Глава третья СТРАХ СМЕРТИ?
1. Реликвии и святые отшельники
Уже при жизни Людовика злоязыкие хронисты, а впоследствии романисты и драматурги XIX века и авторы школьных учебников, вдоволь потешились над стареющим королем, охваченным паническим страхом при приближении смерти. Его изображали терзаемым ужасом, ищущим просвет надежды и поддержку в благочестии, которое здравые умы называли смешным. Говорили о его отчаянных поступках, о связке медальонов с благочестивыми изображениями на его шляпе, о чудесных снадобьях, которых он настойчиво требовал и которые привозили очень издалека (говорят, даже с островов Зеленого Мыса!), о высокой ограде, выстроенной вокруг дома в Плесси. В результате был создан жалкий образ человека, боящегося всего и всех, человека, который не выносил другого общества, кроме общества самых близких ему людей — в большинстве своем бессовестных авантюристов и шарлатанов; образ несчастного человека, который велел всем молиться за него и повсюду искал святых людей, слывущих целителями.
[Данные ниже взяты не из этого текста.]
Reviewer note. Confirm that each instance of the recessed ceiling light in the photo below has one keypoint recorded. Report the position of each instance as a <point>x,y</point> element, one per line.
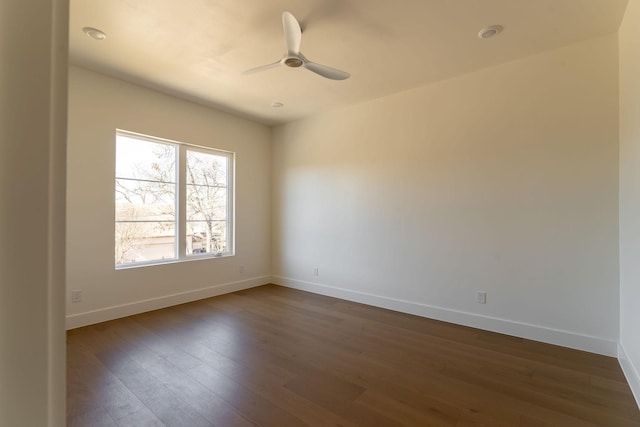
<point>94,33</point>
<point>490,31</point>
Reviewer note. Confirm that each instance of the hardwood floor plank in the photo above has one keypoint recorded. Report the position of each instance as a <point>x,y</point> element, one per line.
<point>272,356</point>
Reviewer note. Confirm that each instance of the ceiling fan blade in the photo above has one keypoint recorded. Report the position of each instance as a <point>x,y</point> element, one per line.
<point>263,68</point>
<point>324,71</point>
<point>292,32</point>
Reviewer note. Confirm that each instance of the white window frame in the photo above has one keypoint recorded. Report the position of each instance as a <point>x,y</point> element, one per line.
<point>180,248</point>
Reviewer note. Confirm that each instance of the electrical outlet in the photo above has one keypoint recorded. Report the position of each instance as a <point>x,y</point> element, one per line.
<point>76,296</point>
<point>481,297</point>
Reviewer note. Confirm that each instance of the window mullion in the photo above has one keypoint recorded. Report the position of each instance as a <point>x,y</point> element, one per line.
<point>181,209</point>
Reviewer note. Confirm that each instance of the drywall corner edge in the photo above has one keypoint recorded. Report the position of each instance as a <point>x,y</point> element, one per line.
<point>522,330</point>
<point>137,307</point>
<point>630,372</point>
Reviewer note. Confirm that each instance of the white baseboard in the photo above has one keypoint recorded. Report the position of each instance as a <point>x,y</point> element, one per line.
<point>115,312</point>
<point>630,372</point>
<point>523,330</point>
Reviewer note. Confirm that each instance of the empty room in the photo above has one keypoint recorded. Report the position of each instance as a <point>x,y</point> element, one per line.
<point>320,213</point>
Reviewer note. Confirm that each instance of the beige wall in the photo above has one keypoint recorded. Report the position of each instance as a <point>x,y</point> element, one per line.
<point>33,90</point>
<point>503,180</point>
<point>97,106</point>
<point>629,39</point>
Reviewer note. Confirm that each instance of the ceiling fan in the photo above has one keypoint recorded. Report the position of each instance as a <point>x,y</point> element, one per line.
<point>294,58</point>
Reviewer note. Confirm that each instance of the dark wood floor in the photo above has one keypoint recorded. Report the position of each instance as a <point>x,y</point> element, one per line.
<point>272,356</point>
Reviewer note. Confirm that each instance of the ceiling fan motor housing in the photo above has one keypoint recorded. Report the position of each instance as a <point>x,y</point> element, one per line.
<point>294,62</point>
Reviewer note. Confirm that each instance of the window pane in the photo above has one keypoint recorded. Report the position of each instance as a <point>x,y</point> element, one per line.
<point>206,237</point>
<point>145,201</point>
<point>141,159</point>
<point>206,169</point>
<point>144,241</point>
<point>206,203</point>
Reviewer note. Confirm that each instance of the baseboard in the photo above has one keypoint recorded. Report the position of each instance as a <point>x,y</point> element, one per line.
<point>115,312</point>
<point>523,330</point>
<point>630,372</point>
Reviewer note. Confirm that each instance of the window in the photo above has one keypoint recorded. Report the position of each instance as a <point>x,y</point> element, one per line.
<point>173,201</point>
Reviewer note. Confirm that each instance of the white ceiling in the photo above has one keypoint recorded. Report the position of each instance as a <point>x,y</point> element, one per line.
<point>198,49</point>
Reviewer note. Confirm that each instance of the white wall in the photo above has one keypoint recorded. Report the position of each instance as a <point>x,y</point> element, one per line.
<point>504,180</point>
<point>629,39</point>
<point>33,90</point>
<point>97,106</point>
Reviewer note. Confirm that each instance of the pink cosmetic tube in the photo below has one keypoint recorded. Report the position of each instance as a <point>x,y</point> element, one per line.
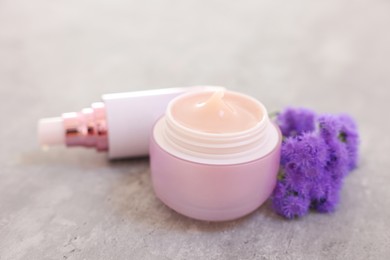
<point>210,174</point>
<point>120,125</point>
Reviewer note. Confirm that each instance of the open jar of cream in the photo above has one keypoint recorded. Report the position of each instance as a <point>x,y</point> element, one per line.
<point>214,155</point>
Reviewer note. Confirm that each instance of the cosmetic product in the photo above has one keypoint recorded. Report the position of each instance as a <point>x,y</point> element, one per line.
<point>120,125</point>
<point>214,155</point>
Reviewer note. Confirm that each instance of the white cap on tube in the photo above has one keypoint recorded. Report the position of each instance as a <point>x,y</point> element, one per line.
<point>51,131</point>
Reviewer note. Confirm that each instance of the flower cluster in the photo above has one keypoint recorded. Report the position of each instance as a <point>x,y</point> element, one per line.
<point>318,151</point>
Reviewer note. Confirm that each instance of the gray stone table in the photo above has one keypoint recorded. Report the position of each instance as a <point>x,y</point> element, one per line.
<point>58,56</point>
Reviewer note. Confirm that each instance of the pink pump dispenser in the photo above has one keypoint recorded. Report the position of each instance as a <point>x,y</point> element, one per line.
<point>214,155</point>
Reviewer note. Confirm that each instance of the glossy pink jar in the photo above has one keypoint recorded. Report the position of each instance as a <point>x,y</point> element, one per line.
<point>214,176</point>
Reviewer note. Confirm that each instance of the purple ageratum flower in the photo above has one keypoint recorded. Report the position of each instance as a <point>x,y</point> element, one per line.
<point>318,189</point>
<point>303,158</point>
<point>313,161</point>
<point>329,201</point>
<point>288,203</point>
<point>330,128</point>
<point>295,121</point>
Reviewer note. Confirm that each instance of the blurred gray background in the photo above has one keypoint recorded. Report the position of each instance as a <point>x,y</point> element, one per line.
<point>59,56</point>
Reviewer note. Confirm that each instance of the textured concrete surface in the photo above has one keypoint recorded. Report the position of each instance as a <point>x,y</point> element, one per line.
<point>58,56</point>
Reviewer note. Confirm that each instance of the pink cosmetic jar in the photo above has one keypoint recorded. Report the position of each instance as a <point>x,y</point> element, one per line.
<point>214,155</point>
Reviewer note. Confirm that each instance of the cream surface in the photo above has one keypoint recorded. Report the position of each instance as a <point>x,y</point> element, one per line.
<point>216,112</point>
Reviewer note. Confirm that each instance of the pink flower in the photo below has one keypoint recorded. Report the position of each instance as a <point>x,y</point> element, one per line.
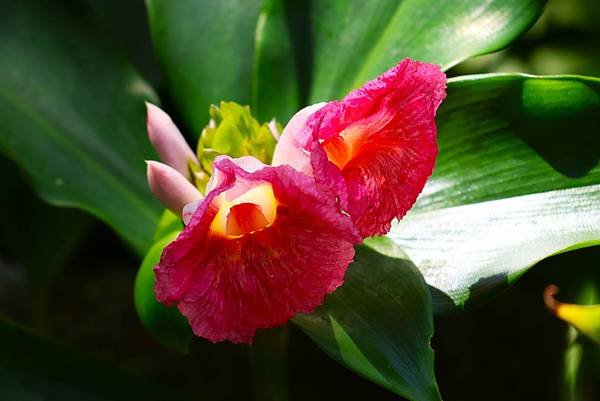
<point>263,245</point>
<point>374,149</point>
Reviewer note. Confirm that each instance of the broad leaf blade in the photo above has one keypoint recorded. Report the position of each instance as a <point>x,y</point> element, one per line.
<point>357,40</point>
<point>379,324</point>
<point>72,115</point>
<point>205,49</point>
<point>517,180</point>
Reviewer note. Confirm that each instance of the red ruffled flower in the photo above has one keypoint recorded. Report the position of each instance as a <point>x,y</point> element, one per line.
<point>263,245</point>
<point>374,149</point>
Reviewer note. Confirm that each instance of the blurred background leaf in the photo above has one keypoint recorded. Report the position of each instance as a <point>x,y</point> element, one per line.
<point>36,369</point>
<point>581,363</point>
<point>72,115</point>
<point>205,49</point>
<point>517,180</point>
<point>346,53</point>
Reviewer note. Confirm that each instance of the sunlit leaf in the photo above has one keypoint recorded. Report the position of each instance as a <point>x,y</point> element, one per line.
<point>516,180</point>
<point>379,324</point>
<point>356,40</point>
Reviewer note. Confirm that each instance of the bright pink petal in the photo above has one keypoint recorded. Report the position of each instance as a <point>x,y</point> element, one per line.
<point>377,147</point>
<point>170,187</point>
<point>168,141</point>
<point>230,286</point>
<point>290,147</point>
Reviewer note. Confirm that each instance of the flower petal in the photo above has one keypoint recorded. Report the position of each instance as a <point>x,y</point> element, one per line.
<point>168,141</point>
<point>230,286</point>
<point>170,187</point>
<point>376,147</point>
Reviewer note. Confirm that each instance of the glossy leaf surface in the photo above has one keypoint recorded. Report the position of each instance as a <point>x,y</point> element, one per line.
<point>379,324</point>
<point>355,41</point>
<point>517,180</point>
<point>165,324</point>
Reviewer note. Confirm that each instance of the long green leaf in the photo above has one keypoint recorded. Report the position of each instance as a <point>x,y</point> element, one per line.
<point>33,368</point>
<point>356,40</point>
<point>275,90</point>
<point>379,324</point>
<point>72,115</point>
<point>205,49</point>
<point>517,180</point>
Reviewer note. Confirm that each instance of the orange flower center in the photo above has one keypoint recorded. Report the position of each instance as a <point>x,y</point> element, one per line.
<point>250,212</point>
<point>342,148</point>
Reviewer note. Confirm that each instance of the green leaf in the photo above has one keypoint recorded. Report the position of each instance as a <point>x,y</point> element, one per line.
<point>517,180</point>
<point>165,324</point>
<point>205,49</point>
<point>355,41</point>
<point>72,115</point>
<point>275,90</point>
<point>233,131</point>
<point>33,368</point>
<point>379,324</point>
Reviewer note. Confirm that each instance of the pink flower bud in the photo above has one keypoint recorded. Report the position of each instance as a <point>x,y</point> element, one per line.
<point>170,187</point>
<point>168,141</point>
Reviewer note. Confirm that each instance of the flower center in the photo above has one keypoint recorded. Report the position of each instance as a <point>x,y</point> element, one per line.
<point>252,211</point>
<point>342,148</point>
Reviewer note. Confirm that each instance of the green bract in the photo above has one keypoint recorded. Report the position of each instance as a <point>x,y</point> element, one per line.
<point>232,131</point>
<point>517,178</point>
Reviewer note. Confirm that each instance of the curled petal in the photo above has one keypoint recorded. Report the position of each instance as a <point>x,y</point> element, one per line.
<point>264,244</point>
<point>377,146</point>
<point>170,187</point>
<point>291,148</point>
<point>168,141</point>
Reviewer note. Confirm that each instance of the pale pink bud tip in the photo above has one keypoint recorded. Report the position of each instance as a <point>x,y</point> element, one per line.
<point>168,141</point>
<point>170,187</point>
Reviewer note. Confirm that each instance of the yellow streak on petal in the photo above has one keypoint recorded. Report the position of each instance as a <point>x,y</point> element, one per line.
<point>261,195</point>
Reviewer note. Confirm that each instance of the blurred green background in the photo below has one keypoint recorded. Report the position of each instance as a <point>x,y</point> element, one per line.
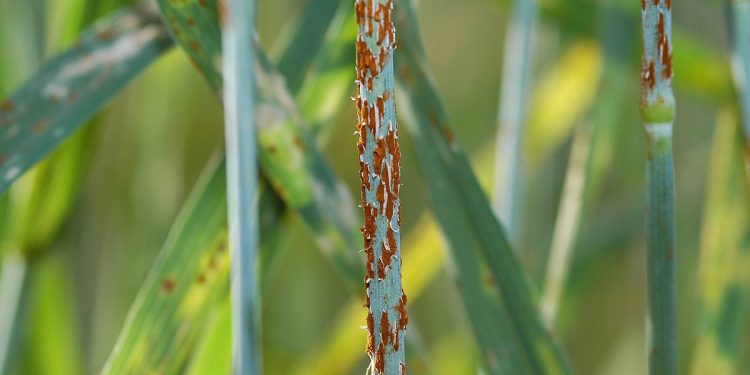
<point>149,145</point>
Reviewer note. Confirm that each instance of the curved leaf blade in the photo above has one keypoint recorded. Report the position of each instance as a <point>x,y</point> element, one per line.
<point>73,86</point>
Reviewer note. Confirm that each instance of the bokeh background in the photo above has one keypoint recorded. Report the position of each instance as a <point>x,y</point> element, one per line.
<point>148,146</point>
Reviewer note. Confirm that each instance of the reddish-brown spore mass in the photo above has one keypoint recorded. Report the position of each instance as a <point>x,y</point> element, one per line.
<point>381,174</point>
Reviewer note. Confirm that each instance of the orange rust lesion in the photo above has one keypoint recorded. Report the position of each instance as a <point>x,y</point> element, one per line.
<point>385,329</point>
<point>648,75</point>
<point>379,175</point>
<point>380,360</point>
<point>403,319</point>
<point>370,329</point>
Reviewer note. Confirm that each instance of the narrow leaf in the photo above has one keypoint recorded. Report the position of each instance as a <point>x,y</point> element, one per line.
<point>294,166</point>
<point>511,334</point>
<point>240,124</point>
<point>73,86</point>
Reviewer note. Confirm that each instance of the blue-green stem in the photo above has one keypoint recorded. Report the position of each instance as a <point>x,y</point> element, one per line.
<point>511,115</point>
<point>662,301</point>
<point>380,169</point>
<point>657,111</point>
<point>238,26</point>
<point>14,282</point>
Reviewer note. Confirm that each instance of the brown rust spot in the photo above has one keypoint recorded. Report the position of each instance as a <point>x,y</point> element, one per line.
<point>168,285</point>
<point>370,333</point>
<point>223,12</point>
<point>73,97</point>
<point>403,319</point>
<point>385,329</point>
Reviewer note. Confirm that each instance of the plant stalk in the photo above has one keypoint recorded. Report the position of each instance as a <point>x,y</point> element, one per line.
<point>512,116</point>
<point>566,225</point>
<point>380,170</point>
<point>238,27</point>
<point>658,111</point>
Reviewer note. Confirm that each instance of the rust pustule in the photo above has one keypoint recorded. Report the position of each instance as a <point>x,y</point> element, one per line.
<point>370,328</point>
<point>403,319</point>
<point>385,328</point>
<point>379,161</point>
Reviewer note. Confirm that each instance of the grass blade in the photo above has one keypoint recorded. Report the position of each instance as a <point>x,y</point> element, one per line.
<point>657,111</point>
<point>591,155</point>
<point>289,158</point>
<point>71,87</point>
<point>379,172</point>
<point>469,223</point>
<point>517,67</point>
<point>189,278</point>
<point>238,58</point>
<point>566,224</point>
<point>14,280</point>
<point>725,255</point>
<point>294,62</point>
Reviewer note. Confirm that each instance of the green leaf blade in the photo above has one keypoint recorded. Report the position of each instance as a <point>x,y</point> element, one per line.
<point>71,87</point>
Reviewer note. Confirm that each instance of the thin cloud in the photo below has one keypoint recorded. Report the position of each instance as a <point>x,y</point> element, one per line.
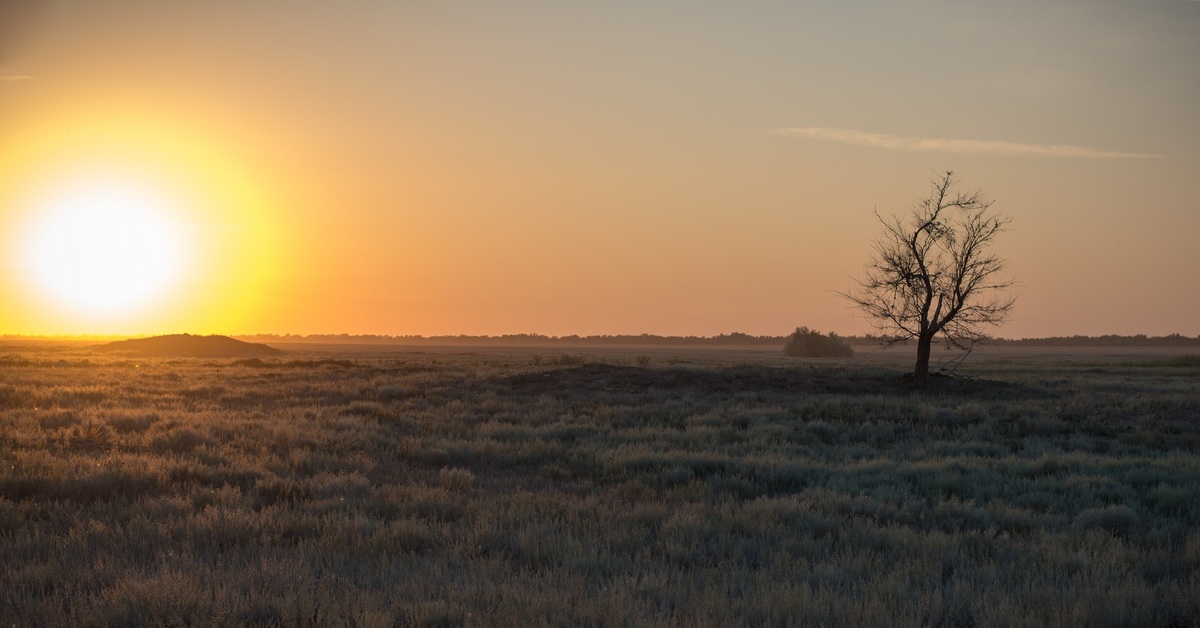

Все авторы многим обязаны Филиппу де Коммину: он начертал такую картину последних месяцев жизни короля, какой не мог не воспользоваться ни один компилятор, ни один историк, придерживающийся источников такого рода: «Король к концу дней своих приказал со всех сторон окружить свой дом в Плесси-ле-Тур большой железной оградой в виде массивной решетки, а на четырех углах дома поставить четырех железных "воробьев", больших, прочных и просторных. Решетка была установлена напротив стены со стороны замка, а с другой стороны — у крепостного рва, одетого камнем; в стену же были вделаны часто посаженные железные броши, каждая с тремя или четырьмя остриями. Кроме того, он велел, чтобы при каждом "воробье" было по десять арбалетчиков, которые лежали бы во рвах и стреляли во всех, кто приблизится до открытия ворот, а в железных "воробьях" прятались бы в случае опасности». Многие писатели, особенно те, что подвизались на разного рода рассказах о страхе и ненависти в «мрачную эпоху Средневековья», старательно списывали у Коммина, а чаще всего еще прибавляли от себя, вставляя то тут, то там поучительные истории и детали: «Напрасно строил он одни за другими ограды, рвы, валы, ловушки, ощетинившиеся гвоздями, выставлял лучников и часовых, — любое движение, любой непривычный шум повергал его душу в тревогу»; и, разумеется: «Любого подозрительного прохожего хватали, приводили к прево Тристану, который приказывал повесить его на дереве по соседству». Те же из прохожих, которым посчастливилось избежать виселицы, тоже не отделывались легко: «Днем и ночью слышались крики несчастных, которых подвергали пытке; по малейшему навету обвиняемого отправляли на виселицу или бросали в Луару, зашив в мешок». Чтобы привести весь букет таких нелепостей, понадобится толстый том.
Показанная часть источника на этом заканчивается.